Under the compulsory plan adopted by EU members of the treaty, about 12,000 industrial facilities will be granted a limited number of emissions permits. Companies that produce less pollution than they are legally permitted can sell surplus credits to companies that exceed their limits. The aim is to use market forces to reach an environmental goal -- the lowering of emissions.

The Chicago-based system, though far smaller than Europe's, operates in a similar way. The exchange's members have voluntarily committed to reduce their emissions in of greenhouse gases in 2006 by 4 percent below the average of their baseline levels of 1998 to 2001. Sandor says members to date are far ahead of that goal.

Members have come to believe, he says, that the market-based approach can improve efficiencies, spur investment in emissions-reduction equipment, and boost technological innovation.

"It's very important to recognize that before you can reduce carbon emissions, you have to measure them, and the act of measuring them identifies sources where you may be using or paying too much for power, where you can substitute renewables for your standard energy, where you're not monitoring the day-to-day fuel costs, you're not considering that," Sandor says.

Though voluntary, the Chicago members agree to be monitored by the National Association of Securities Dealers (NASD), the main private-sector regulator of the U.S. securities industry. The NASD audits the members' annual emissions and monitors trading activity on the exchange to guard against fraud and manipulation.

Exchange members are finding they are gaining important logistical experience in everything from filling out forms to developing internal engineering and measuring energy use, says Sandor.

"Most of the skeptics said you'll never get an American company without the force of law to enter into a legally binding commitment to reduce their carbon emissions. Well, we not only have found that myth easily dispelled, we've also found that you can monitor, that you can verify and all the people said that could never be done," Sandor says.

The exchange is modeled after a successful U.S. effort to limit sulfur-dioxide emissions. The 1990 amendments to the Clean Air Act, supported by the administration of President George Bush, set a cap on those emissions, which were linked to acid rain, and distributed tradable emissions permits.

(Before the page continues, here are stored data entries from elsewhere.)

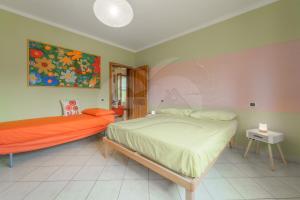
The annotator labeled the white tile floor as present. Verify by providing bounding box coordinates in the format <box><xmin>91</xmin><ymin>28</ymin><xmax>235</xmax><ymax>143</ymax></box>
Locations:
<box><xmin>0</xmin><ymin>135</ymin><xmax>299</xmax><ymax>200</ymax></box>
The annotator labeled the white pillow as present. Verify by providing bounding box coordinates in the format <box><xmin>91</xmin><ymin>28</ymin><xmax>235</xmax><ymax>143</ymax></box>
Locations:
<box><xmin>60</xmin><ymin>100</ymin><xmax>80</xmax><ymax>116</ymax></box>
<box><xmin>190</xmin><ymin>110</ymin><xmax>236</xmax><ymax>121</ymax></box>
<box><xmin>158</xmin><ymin>108</ymin><xmax>193</xmax><ymax>116</ymax></box>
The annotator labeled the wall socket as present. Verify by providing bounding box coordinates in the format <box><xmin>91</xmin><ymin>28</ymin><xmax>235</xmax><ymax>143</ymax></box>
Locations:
<box><xmin>250</xmin><ymin>102</ymin><xmax>255</xmax><ymax>107</ymax></box>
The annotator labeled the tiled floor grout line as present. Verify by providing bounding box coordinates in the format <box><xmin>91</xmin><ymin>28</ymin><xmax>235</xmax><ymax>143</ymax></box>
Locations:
<box><xmin>84</xmin><ymin>180</ymin><xmax>97</xmax><ymax>200</ymax></box>
<box><xmin>202</xmin><ymin>183</ymin><xmax>215</xmax><ymax>200</ymax></box>
<box><xmin>51</xmin><ymin>180</ymin><xmax>71</xmax><ymax>200</ymax></box>
<box><xmin>147</xmin><ymin>169</ymin><xmax>151</xmax><ymax>200</ymax></box>
<box><xmin>117</xmin><ymin>178</ymin><xmax>126</xmax><ymax>200</ymax></box>
<box><xmin>176</xmin><ymin>185</ymin><xmax>182</xmax><ymax>200</ymax></box>
<box><xmin>1</xmin><ymin>138</ymin><xmax>300</xmax><ymax>200</ymax></box>
<box><xmin>208</xmin><ymin>151</ymin><xmax>299</xmax><ymax>200</ymax></box>
<box><xmin>18</xmin><ymin>147</ymin><xmax>99</xmax><ymax>200</ymax></box>
<box><xmin>113</xmin><ymin>158</ymin><xmax>129</xmax><ymax>200</ymax></box>
<box><xmin>0</xmin><ymin>182</ymin><xmax>14</xmax><ymax>194</ymax></box>
<box><xmin>0</xmin><ymin>171</ymin><xmax>32</xmax><ymax>194</ymax></box>
<box><xmin>0</xmin><ymin>181</ymin><xmax>39</xmax><ymax>199</ymax></box>
<box><xmin>225</xmin><ymin>177</ymin><xmax>251</xmax><ymax>200</ymax></box>
<box><xmin>252</xmin><ymin>177</ymin><xmax>300</xmax><ymax>199</ymax></box>
<box><xmin>18</xmin><ymin>165</ymin><xmax>40</xmax><ymax>179</ymax></box>
<box><xmin>275</xmin><ymin>176</ymin><xmax>300</xmax><ymax>195</ymax></box>
<box><xmin>216</xmin><ymin>159</ymin><xmax>300</xmax><ymax>179</ymax></box>
<box><xmin>147</xmin><ymin>175</ymin><xmax>150</xmax><ymax>200</ymax></box>
<box><xmin>21</xmin><ymin>181</ymin><xmax>43</xmax><ymax>200</ymax></box>
<box><xmin>68</xmin><ymin>163</ymin><xmax>89</xmax><ymax>181</ymax></box>
<box><xmin>18</xmin><ymin>164</ymin><xmax>64</xmax><ymax>199</ymax></box>
<box><xmin>93</xmin><ymin>165</ymin><xmax>107</xmax><ymax>181</ymax></box>
<box><xmin>39</xmin><ymin>165</ymin><xmax>62</xmax><ymax>180</ymax></box>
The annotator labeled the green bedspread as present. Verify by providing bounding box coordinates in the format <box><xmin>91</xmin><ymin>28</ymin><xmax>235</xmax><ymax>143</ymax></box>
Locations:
<box><xmin>107</xmin><ymin>114</ymin><xmax>237</xmax><ymax>178</ymax></box>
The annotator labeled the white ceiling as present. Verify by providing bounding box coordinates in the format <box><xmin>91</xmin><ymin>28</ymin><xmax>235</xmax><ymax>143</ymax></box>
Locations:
<box><xmin>0</xmin><ymin>0</ymin><xmax>276</xmax><ymax>52</ymax></box>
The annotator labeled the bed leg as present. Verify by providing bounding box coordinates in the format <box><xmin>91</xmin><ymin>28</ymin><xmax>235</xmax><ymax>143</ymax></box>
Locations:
<box><xmin>185</xmin><ymin>189</ymin><xmax>195</xmax><ymax>200</ymax></box>
<box><xmin>8</xmin><ymin>153</ymin><xmax>13</xmax><ymax>168</ymax></box>
<box><xmin>229</xmin><ymin>138</ymin><xmax>234</xmax><ymax>149</ymax></box>
<box><xmin>103</xmin><ymin>142</ymin><xmax>109</xmax><ymax>158</ymax></box>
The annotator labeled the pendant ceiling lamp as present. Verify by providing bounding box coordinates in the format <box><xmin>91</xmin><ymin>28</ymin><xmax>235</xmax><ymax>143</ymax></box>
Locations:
<box><xmin>93</xmin><ymin>0</ymin><xmax>134</xmax><ymax>28</ymax></box>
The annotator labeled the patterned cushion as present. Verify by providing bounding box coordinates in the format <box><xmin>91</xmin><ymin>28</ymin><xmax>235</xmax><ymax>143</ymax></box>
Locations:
<box><xmin>61</xmin><ymin>100</ymin><xmax>80</xmax><ymax>116</ymax></box>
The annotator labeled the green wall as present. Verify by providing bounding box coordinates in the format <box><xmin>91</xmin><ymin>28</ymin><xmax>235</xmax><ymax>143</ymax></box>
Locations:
<box><xmin>136</xmin><ymin>0</ymin><xmax>300</xmax><ymax>161</ymax></box>
<box><xmin>0</xmin><ymin>10</ymin><xmax>135</xmax><ymax>121</ymax></box>
<box><xmin>1</xmin><ymin>0</ymin><xmax>299</xmax><ymax>161</ymax></box>
<box><xmin>136</xmin><ymin>0</ymin><xmax>300</xmax><ymax>66</ymax></box>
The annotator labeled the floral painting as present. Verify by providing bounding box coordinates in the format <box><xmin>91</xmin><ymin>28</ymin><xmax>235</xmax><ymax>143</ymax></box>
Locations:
<box><xmin>28</xmin><ymin>40</ymin><xmax>101</xmax><ymax>88</ymax></box>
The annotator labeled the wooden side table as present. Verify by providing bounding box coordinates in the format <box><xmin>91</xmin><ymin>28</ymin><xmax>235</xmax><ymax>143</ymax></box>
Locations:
<box><xmin>244</xmin><ymin>129</ymin><xmax>287</xmax><ymax>171</ymax></box>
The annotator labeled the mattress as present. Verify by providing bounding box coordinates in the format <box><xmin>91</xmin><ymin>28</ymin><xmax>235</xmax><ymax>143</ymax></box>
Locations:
<box><xmin>0</xmin><ymin>114</ymin><xmax>114</xmax><ymax>146</ymax></box>
<box><xmin>107</xmin><ymin>114</ymin><xmax>237</xmax><ymax>178</ymax></box>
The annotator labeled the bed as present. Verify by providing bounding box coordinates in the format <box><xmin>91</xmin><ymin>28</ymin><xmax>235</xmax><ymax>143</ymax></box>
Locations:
<box><xmin>0</xmin><ymin>112</ymin><xmax>114</xmax><ymax>167</ymax></box>
<box><xmin>103</xmin><ymin>110</ymin><xmax>237</xmax><ymax>200</ymax></box>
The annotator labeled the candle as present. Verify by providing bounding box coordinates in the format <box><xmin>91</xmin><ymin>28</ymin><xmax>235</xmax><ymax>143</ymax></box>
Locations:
<box><xmin>259</xmin><ymin>123</ymin><xmax>268</xmax><ymax>132</ymax></box>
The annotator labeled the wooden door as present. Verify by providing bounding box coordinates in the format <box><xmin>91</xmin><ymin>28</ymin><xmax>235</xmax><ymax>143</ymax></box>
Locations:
<box><xmin>128</xmin><ymin>65</ymin><xmax>148</xmax><ymax>119</ymax></box>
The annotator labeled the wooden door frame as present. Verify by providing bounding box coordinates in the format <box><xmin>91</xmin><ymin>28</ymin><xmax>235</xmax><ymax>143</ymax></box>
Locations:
<box><xmin>135</xmin><ymin>65</ymin><xmax>149</xmax><ymax>115</ymax></box>
<box><xmin>109</xmin><ymin>62</ymin><xmax>132</xmax><ymax>109</ymax></box>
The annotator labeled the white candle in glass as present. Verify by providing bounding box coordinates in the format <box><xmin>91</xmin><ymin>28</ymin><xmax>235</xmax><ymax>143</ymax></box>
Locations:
<box><xmin>259</xmin><ymin>123</ymin><xmax>268</xmax><ymax>132</ymax></box>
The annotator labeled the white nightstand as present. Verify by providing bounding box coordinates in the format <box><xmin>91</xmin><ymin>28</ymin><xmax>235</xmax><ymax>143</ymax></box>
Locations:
<box><xmin>244</xmin><ymin>129</ymin><xmax>287</xmax><ymax>170</ymax></box>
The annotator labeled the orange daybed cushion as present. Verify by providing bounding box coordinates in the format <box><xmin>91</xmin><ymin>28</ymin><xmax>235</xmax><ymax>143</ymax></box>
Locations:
<box><xmin>82</xmin><ymin>108</ymin><xmax>115</xmax><ymax>116</ymax></box>
<box><xmin>0</xmin><ymin>113</ymin><xmax>114</xmax><ymax>154</ymax></box>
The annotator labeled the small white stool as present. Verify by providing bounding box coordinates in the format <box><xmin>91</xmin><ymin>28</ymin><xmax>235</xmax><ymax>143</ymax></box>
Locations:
<box><xmin>244</xmin><ymin>129</ymin><xmax>287</xmax><ymax>171</ymax></box>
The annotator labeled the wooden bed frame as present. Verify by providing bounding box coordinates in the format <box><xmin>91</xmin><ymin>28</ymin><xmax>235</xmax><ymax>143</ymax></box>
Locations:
<box><xmin>102</xmin><ymin>136</ymin><xmax>234</xmax><ymax>200</ymax></box>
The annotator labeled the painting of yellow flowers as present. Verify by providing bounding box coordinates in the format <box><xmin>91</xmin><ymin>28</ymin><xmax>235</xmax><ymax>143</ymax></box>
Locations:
<box><xmin>28</xmin><ymin>40</ymin><xmax>101</xmax><ymax>88</ymax></box>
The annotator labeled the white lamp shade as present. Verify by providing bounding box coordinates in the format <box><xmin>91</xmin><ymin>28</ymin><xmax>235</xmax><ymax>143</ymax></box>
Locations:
<box><xmin>93</xmin><ymin>0</ymin><xmax>134</xmax><ymax>28</ymax></box>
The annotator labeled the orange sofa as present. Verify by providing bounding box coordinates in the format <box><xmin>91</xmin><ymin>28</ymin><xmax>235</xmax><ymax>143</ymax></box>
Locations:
<box><xmin>0</xmin><ymin>113</ymin><xmax>114</xmax><ymax>167</ymax></box>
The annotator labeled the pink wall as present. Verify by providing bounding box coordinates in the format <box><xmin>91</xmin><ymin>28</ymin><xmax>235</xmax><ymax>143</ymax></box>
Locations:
<box><xmin>149</xmin><ymin>40</ymin><xmax>300</xmax><ymax>112</ymax></box>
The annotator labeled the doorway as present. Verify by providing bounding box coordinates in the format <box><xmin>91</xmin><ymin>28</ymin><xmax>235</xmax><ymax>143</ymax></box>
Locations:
<box><xmin>109</xmin><ymin>62</ymin><xmax>148</xmax><ymax>120</ymax></box>
<box><xmin>110</xmin><ymin>63</ymin><xmax>129</xmax><ymax>121</ymax></box>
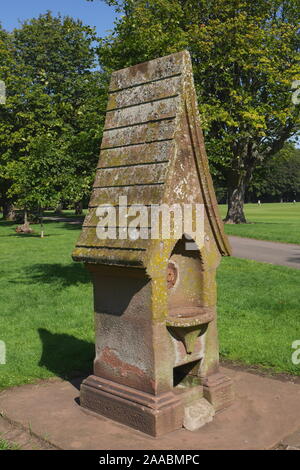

The program is widely seen as a success, with sulfur-dioxide emissions sharply down and costs borne by industry far lower than many estimated. Those trading markets involved a far smaller range of emissions than called for under Kyoto. But Sandor, who helped design the U.S. exchange for sulfur dioxide, sees many parallels with the current U.S. debate over carbon-emissions trading.

"There was a notion that [the sulfur-dioxide cap] would never be enforced and that American companies wouldn't reduce it. As a matter of fact, it was 18 million tons a year being pumped into the atmosphere from coal-fire facilities in the [1980s] which was the baseline and this year it's 9 million. So we've reduced sulfur emissions by 50 percent, [with] virtually little if any cost to the economy, great net social benefits and when's the last time you heard about acid rain in America?" Sandor says.

The Chicago exchange also owns the European Climate Exchange, which is to facilitate Kyoto Protocol-related transactions for EU states. Expertise gained in that vastly larger market can only help its Chicago counterpart, says Sandor.

"What we're seeing in our own small way at the Chicago Climate Exchange is a building credibility that markets are the best way to deal with our scarce and precious resources such as air and water. We get a lot of gratification because the left wing thought we were a bunch of capitalists and the right wing thought we were a bunch of environmentalists and I thought that was a pretty good place to be," Sandor says.

The Chicago exchange was set up with a $400,000 grant from the private Joyce Foundation. Sandor says the exchange has just raised $25 million, has full funding to go forward, and is looking into extending to a second phase from 2006 to 2010.